The doctor sighed heavily, as he explained to me later on that day, that if there had been something as simple as an antiseptic or antibiotic cream, clean water and a bandage, not even a hospital necessarily, Esther’s wound may have been healed today.

That wasn’t the end of the impromptu clinic session however. For what seemed like hours that evening, villagers poured into our little hut. Without any equipment, or any preparation, the doctor examined and assessed who he could, while I spoke to the villagers and listened to their stories of brutal rape, AIDS, cancer misdiagnosed as witch-craft, mothers dying during child-birth, children growing ill from lack of nutrients, and all of this going un-addressed because the clinic was too far away and too expensive for any of them to afford.

When we left the community, my team and I were mentally and emotionally exhausted by what we had seen and done. War had indeed taken its toll on Mwenga and on us.
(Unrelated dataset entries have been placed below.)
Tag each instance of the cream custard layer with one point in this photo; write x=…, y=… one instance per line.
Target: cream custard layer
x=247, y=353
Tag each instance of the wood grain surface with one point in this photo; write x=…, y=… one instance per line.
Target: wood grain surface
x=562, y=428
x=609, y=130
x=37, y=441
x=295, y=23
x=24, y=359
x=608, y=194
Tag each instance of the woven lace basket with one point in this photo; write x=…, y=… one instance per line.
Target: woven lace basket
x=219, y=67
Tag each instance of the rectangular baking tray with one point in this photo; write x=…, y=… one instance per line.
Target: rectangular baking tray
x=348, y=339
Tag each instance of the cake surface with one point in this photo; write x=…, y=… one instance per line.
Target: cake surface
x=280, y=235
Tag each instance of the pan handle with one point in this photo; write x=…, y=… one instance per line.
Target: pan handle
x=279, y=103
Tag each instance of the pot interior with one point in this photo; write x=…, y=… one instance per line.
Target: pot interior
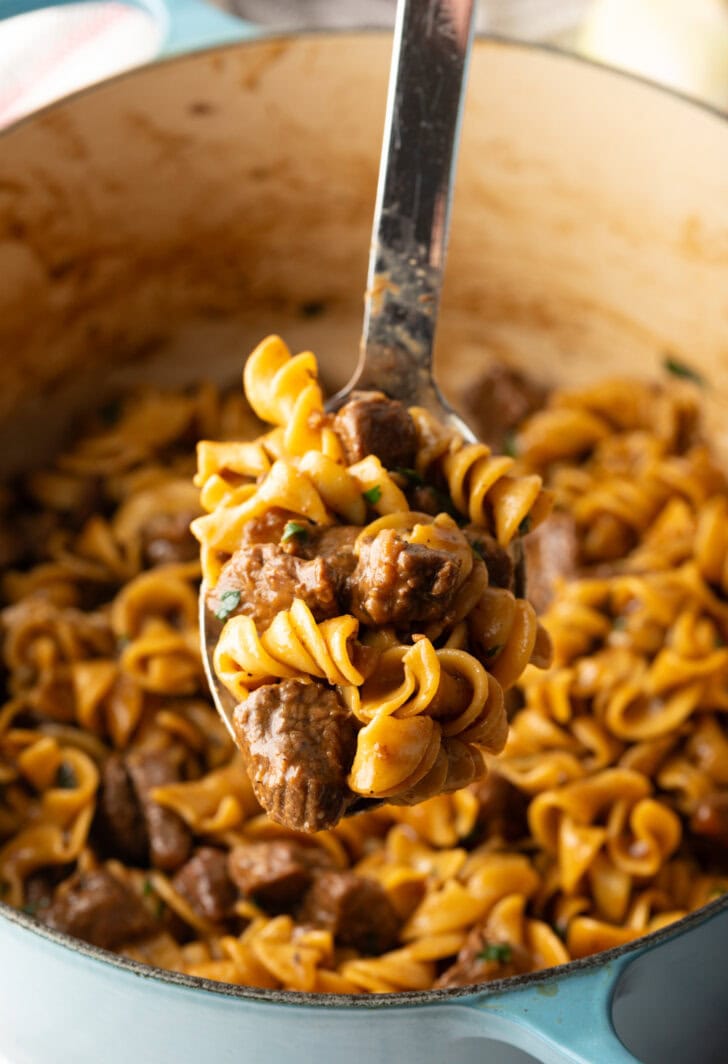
x=163, y=222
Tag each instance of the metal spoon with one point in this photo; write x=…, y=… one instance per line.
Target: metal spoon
x=431, y=49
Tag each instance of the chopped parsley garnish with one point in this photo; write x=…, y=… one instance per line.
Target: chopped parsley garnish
x=229, y=602
x=373, y=495
x=65, y=778
x=498, y=951
x=295, y=531
x=511, y=445
x=412, y=476
x=681, y=369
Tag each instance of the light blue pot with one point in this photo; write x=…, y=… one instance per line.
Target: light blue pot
x=63, y=1002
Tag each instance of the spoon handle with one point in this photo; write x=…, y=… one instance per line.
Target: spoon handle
x=430, y=55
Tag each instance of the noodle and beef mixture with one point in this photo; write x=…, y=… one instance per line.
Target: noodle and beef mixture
x=127, y=818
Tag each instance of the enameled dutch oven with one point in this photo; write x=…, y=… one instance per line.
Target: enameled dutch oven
x=158, y=226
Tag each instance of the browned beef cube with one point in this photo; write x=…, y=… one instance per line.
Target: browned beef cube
x=498, y=562
x=503, y=809
x=298, y=743
x=400, y=583
x=203, y=881
x=267, y=579
x=356, y=910
x=276, y=874
x=481, y=961
x=169, y=836
x=498, y=402
x=166, y=538
x=267, y=527
x=551, y=551
x=370, y=424
x=99, y=909
x=120, y=828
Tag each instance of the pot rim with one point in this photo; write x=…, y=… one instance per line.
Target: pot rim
x=391, y=1000
x=397, y=999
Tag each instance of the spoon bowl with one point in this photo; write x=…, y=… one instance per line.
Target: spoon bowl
x=430, y=55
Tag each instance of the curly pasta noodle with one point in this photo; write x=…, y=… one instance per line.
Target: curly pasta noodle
x=434, y=698
x=605, y=817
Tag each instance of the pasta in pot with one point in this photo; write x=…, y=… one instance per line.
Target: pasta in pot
x=329, y=577
x=127, y=817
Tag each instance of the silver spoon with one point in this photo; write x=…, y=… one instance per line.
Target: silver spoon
x=431, y=49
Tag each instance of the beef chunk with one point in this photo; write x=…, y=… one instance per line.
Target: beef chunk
x=498, y=562
x=497, y=403
x=298, y=743
x=166, y=538
x=481, y=960
x=551, y=551
x=276, y=874
x=266, y=528
x=370, y=424
x=203, y=881
x=99, y=909
x=357, y=911
x=268, y=580
x=399, y=583
x=169, y=836
x=503, y=809
x=119, y=827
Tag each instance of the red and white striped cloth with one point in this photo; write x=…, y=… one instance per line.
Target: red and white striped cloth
x=49, y=53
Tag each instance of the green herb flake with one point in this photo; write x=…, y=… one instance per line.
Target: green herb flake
x=491, y=652
x=498, y=951
x=229, y=602
x=373, y=495
x=295, y=531
x=65, y=778
x=511, y=445
x=681, y=369
x=412, y=476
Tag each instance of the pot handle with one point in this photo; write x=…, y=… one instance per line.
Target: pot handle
x=562, y=1020
x=184, y=26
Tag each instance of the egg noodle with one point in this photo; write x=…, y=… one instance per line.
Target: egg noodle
x=613, y=782
x=417, y=737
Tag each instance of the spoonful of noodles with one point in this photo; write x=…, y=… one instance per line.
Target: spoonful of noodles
x=361, y=612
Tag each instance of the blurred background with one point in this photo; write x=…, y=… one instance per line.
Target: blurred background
x=679, y=43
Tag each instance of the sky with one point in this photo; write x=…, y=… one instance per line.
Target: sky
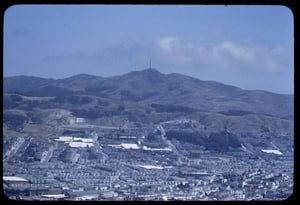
x=251, y=47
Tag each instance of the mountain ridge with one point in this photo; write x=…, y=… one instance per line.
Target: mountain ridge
x=150, y=86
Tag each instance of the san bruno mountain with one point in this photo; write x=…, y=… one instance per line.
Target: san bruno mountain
x=152, y=87
x=210, y=114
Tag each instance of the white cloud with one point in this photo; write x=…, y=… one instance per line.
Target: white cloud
x=230, y=54
x=235, y=51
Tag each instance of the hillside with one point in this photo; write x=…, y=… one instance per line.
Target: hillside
x=150, y=86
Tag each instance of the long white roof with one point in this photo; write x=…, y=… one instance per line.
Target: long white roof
x=14, y=178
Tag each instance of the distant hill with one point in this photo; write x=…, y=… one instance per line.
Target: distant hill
x=152, y=87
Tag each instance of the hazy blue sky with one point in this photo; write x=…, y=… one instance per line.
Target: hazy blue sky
x=251, y=47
It was clear that even before the war and the pursuant rape crisis though, health-care was nothing but a dream for these people. Now, in the tentative quiet of the nation, they still could not rebuild their community, and lack of access to health-care played a huge part in that.

The people of Mwenga need a health-care facility within reasonable reach of their home. It is an abomination, and an indictment on the international community, that such extreme levels of human suffering can occur right below our noses, only a few hours away from nearby cities and aid-hubs.

Unfortunately, this is the case in many other Congolese villages, and really, in villages all around the world. In developing countries around the world, rural health-care is virtually non-existent, and without it, people continue to die at astonishing rates from preventable causes.

This is what Build Hope is about. This Medstartr project seeks to respond to the desperate need for improved access to health-care in the Mwenga territory, specifically in the village of Kilungtuwe.

What do we mean by health-care? Not only building a clinic, but working with the community and through local channels to holistically strengthen health and build hope in this community, through education, resources and empowerment.

Starting with making birth safer and strengthening the response to the emergency medical needs of mothers and women, Build Hope is working to use health as a platform for peace in this community.

Health has been called the cornerstone of development, and peace is rooted in valuing human life and dignity. There can be no true peace or sustainable development in the DRC, if human beings are living without access to certain basic services, like health.

It’s time for us to rethink how we view health-care.

Right now, the word evokes thoughts of taxes, insurance and politics, but what a narrow view of the term! It is almost as narrow as thinking of war as only a battle among soldiers, when really war rears its ugly head in communities like Mwenga, in villages, schools, families and homes. Health can no longer be thought of as a stand-alone issue. It is a road to peace in the Democratic Republic of Congo.